The short question is this: Taking into account possible isomorphism structures of the Sylow p-subgroups themselves, does Sylow's theorem give an upper bound for the possible number of isomorphism classes for groups of a given order?
A couple of examples to illustrate what I'm asking:
Example 1: Suppose you're considering the groups of order $2013 = 61*11*3$. Sylow's Theorem tells us that the subgroups of order 61 and 11 are normal, and that there are either 61 or 1 subgroups of order 3. Since, for each of 3, 61, and 11 there is only one isomorphism class of groups of that order (namely, the cyclic groups), can I now state that there are at most two isomorphism classes of groups of order 2013. In particular, if I now demonstrate two non-isomorphic groups of order 2013, can I conclude (with no additional arguments) that there are exactly two isomorphism classes?

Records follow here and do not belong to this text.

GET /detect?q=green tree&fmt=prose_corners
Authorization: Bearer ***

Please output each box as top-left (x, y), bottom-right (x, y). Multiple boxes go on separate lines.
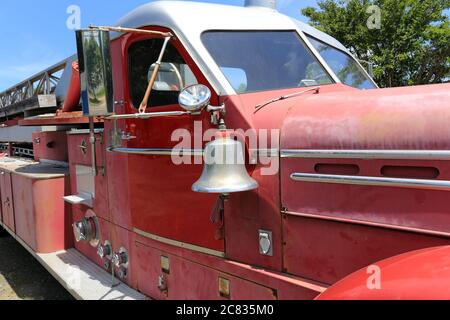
top-left (302, 0), bottom-right (450, 87)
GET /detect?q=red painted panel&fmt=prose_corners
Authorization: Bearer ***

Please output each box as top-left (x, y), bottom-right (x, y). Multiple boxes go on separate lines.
top-left (114, 28), bottom-right (224, 251)
top-left (0, 171), bottom-right (16, 233)
top-left (72, 206), bottom-right (111, 268)
top-left (68, 134), bottom-right (113, 221)
top-left (33, 131), bottom-right (69, 162)
top-left (282, 159), bottom-right (450, 232)
top-left (136, 243), bottom-right (277, 300)
top-left (12, 174), bottom-right (72, 253)
top-left (104, 37), bottom-right (132, 230)
top-left (109, 224), bottom-right (137, 288)
top-left (318, 246), bottom-right (450, 300)
top-left (283, 215), bottom-right (450, 284)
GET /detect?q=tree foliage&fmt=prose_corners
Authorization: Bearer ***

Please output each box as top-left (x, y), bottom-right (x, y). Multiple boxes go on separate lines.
top-left (302, 0), bottom-right (450, 87)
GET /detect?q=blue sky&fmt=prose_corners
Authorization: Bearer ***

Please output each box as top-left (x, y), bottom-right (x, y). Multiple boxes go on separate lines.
top-left (0, 0), bottom-right (317, 91)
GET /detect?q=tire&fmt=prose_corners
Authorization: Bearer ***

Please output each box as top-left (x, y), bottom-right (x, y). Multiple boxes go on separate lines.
top-left (0, 226), bottom-right (7, 237)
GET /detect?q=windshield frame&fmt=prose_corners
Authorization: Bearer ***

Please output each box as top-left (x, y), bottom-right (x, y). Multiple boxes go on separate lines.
top-left (304, 32), bottom-right (380, 90)
top-left (200, 28), bottom-right (341, 95)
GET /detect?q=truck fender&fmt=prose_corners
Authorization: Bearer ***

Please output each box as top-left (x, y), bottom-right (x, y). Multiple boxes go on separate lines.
top-left (317, 246), bottom-right (450, 300)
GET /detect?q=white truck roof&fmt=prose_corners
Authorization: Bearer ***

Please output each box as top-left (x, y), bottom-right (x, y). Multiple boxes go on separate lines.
top-left (113, 1), bottom-right (342, 94)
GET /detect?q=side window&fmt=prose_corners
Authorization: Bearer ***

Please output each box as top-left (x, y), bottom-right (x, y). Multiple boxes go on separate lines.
top-left (128, 39), bottom-right (197, 108)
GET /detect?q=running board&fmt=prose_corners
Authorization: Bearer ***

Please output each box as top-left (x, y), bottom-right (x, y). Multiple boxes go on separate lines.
top-left (0, 222), bottom-right (148, 300)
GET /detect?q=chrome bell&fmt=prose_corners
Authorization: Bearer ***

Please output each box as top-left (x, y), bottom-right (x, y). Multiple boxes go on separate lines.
top-left (192, 135), bottom-right (258, 194)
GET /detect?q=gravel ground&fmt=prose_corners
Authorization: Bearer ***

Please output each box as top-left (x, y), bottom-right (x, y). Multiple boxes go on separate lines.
top-left (0, 227), bottom-right (72, 300)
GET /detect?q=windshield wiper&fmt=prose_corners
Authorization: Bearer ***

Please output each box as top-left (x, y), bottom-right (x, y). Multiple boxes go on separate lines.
top-left (255, 86), bottom-right (320, 113)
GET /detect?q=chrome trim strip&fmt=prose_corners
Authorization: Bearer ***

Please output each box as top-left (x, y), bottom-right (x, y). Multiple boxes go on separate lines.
top-left (133, 228), bottom-right (225, 258)
top-left (107, 147), bottom-right (280, 159)
top-left (281, 149), bottom-right (450, 160)
top-left (282, 211), bottom-right (450, 238)
top-left (107, 147), bottom-right (203, 157)
top-left (291, 173), bottom-right (450, 190)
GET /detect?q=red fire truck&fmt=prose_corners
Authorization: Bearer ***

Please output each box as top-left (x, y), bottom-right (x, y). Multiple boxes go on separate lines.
top-left (0, 0), bottom-right (450, 300)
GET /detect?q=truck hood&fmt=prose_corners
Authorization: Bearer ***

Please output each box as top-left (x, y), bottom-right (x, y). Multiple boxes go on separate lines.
top-left (282, 84), bottom-right (450, 150)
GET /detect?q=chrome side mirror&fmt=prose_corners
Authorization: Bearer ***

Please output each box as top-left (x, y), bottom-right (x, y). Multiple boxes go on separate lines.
top-left (178, 84), bottom-right (211, 112)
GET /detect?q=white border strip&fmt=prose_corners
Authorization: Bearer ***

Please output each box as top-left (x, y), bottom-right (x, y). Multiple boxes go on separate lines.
top-left (281, 149), bottom-right (450, 160)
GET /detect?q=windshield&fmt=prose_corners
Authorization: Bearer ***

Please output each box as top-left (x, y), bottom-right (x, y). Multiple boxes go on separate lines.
top-left (308, 36), bottom-right (376, 89)
top-left (202, 31), bottom-right (333, 93)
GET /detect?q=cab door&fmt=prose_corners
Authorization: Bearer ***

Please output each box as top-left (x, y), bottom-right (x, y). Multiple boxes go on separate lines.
top-left (124, 30), bottom-right (224, 252)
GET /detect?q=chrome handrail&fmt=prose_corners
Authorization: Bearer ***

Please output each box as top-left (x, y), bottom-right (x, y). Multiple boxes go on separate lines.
top-left (107, 147), bottom-right (203, 156)
top-left (281, 149), bottom-right (450, 160)
top-left (291, 173), bottom-right (450, 190)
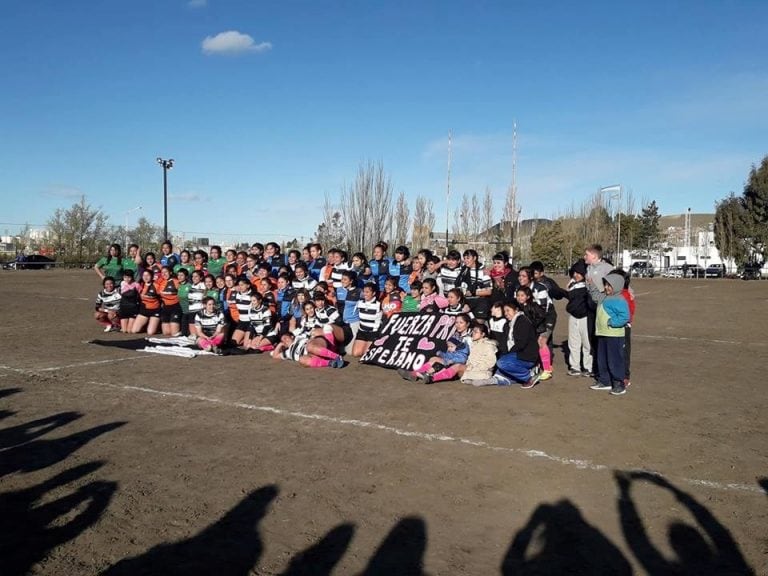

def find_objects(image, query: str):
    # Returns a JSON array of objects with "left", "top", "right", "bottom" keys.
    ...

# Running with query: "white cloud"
[
  {"left": 42, "top": 185, "right": 83, "bottom": 198},
  {"left": 203, "top": 30, "right": 272, "bottom": 55},
  {"left": 168, "top": 192, "right": 208, "bottom": 202}
]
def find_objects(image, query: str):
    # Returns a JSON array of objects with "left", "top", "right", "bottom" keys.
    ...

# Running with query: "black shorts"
[
  {"left": 467, "top": 296, "right": 491, "bottom": 320},
  {"left": 248, "top": 326, "right": 269, "bottom": 338},
  {"left": 355, "top": 329, "right": 379, "bottom": 342},
  {"left": 139, "top": 304, "right": 160, "bottom": 318},
  {"left": 117, "top": 305, "right": 139, "bottom": 320},
  {"left": 160, "top": 304, "right": 181, "bottom": 324}
]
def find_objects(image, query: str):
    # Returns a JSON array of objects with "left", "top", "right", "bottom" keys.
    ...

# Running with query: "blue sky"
[{"left": 0, "top": 0, "right": 768, "bottom": 240}]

Example 2: Suppose now you are considering groups of order $12 = 2^2*3$. Sylow's Theorem tells us that there are either 1 or 3 subgroups of order 4, and 1 or 4 subgroups of order 3. Since there are two isomorphism classes of groups of order 4 and one isomorphism class of groups of order 3, can I now conclude (with no additional arguments) that there are at most 8 isomorphism classes of groups of order 12?
It should be noted that we have solved both of these problems using alternative arguments, so the solutions to them are not my question. My question is about the argument I would like to make about Sylow's Theorem. If anyone has a reference, proof, or counterexample to this question, or additional assumptions that are needed, that would be extremely helpful!
If I have understood your question correctly, then $273 = 3 \times 7 \times 13$ is a counterexample.
All Sylow subgroups are cyclic, there are unique Sylow $p$-subgroups for $p=7$ and $13$, and $1$, $7$, $13$ or $91$ Sylow $3$-subgroups.
So according to your conjecture, there should be at most four isomorphism types of groups of this order, but in fact there are $5$, with two isomorphism classes of groups with $91$ Sylow $3$-subgroups.